Monday, November 30, 2015
If two writers form a partnership they understand going in that they’ll be paid essentially the salary of one writer. They choose to do that because they feel the product is ultimately better, their careers will rise faster as a result, and it’s a perk in hiring because the showrunner gets two for the price of one.
But here’s what studios and networks are doing, especially for entry-level positions: They’ll take two young writers, who have been writing solo, and just tell them they’re now a partnership. As a result, each makes only 50% and the studio gets two-for-one. Think: shotgun weddings.
NOTE: To be clear, these writers are being hired on STAFF, not just writing a script. And often if you're just a staff writer you don't even get a script assignment. You're just working full-time for half the salary.
The young writers of course are powerless to do anything about this. If they refuse, the studio just shrugs, and gets the next person. I know young writers who worked full-time on staff and didn’t make enough money to qualify for health insurance. Meanwhile, each writer pays full dues to the WGA.

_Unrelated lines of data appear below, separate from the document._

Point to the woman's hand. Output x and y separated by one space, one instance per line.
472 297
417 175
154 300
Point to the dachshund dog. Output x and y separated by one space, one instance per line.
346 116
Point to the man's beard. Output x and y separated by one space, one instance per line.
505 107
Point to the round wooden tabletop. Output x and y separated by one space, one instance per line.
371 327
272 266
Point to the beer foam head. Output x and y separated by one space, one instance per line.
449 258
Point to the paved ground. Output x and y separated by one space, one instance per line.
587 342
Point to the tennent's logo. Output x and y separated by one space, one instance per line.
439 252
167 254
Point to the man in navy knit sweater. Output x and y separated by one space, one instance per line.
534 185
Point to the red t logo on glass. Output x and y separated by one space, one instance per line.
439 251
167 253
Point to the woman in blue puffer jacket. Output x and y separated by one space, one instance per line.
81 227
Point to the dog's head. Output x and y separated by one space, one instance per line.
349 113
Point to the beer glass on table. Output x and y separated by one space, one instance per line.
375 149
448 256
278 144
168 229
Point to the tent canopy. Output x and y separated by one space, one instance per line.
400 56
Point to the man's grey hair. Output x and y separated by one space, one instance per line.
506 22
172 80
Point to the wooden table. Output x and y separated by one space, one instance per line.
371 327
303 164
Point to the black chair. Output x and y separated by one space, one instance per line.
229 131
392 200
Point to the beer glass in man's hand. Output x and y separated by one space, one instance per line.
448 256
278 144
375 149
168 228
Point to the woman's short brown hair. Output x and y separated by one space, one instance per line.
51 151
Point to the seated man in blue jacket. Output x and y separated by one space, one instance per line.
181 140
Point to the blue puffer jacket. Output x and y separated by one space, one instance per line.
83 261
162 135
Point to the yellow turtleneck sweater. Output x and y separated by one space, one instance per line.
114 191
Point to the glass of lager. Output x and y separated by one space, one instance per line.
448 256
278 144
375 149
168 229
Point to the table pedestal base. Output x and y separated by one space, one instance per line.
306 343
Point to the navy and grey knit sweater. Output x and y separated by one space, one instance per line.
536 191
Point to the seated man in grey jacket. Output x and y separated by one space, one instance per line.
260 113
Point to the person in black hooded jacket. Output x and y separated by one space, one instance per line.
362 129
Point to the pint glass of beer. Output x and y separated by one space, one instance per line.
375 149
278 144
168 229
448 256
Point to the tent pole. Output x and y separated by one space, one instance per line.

This is a despicable practice, and what hurts the most is that WRITERS are letting it happen. Showrunners are not standing up to the studio and saying they refuse to go along. I mean, you expect the studios to screw us royally. But writers are permitting this unconscionable practice to continue. To me, that's disgraceful. They're worse than scabs.
The WGA claims they don’t receive too many complaints about this. Well OF COURSE NOT! A young writer trying to break in is not going to blow the whistle on a major Hollywood studio. Get real.
It’s OUR job as writers to stop this. I know the incoming WGA president, Howard Rodman, is aware of this problem, and I hope he takes steps to address it. But the real culprits are the showrunners who are allowing their fellow members to be victimized. I’m sure there are a few asshole showrunners who actually LIKE this practice because they can take advantage of it. But I am hoping the majority are decent people who realize what an injustice this is, and have empathy for young writers just as someone had for them when they broke in. This practice ends when showrunners have the balls to say to studios they won't accept it.
And if a young writer pays full dues and works full-time on a show he at least should be entitled to health insurance. What kind of a union are we that we can't even provide THAT?
Obviously, this is not an issue we are going to go out on strike for, but it’s serious, and makes us writers look toothless and heartless.
Stop Paper Partners. Young writers deserve better.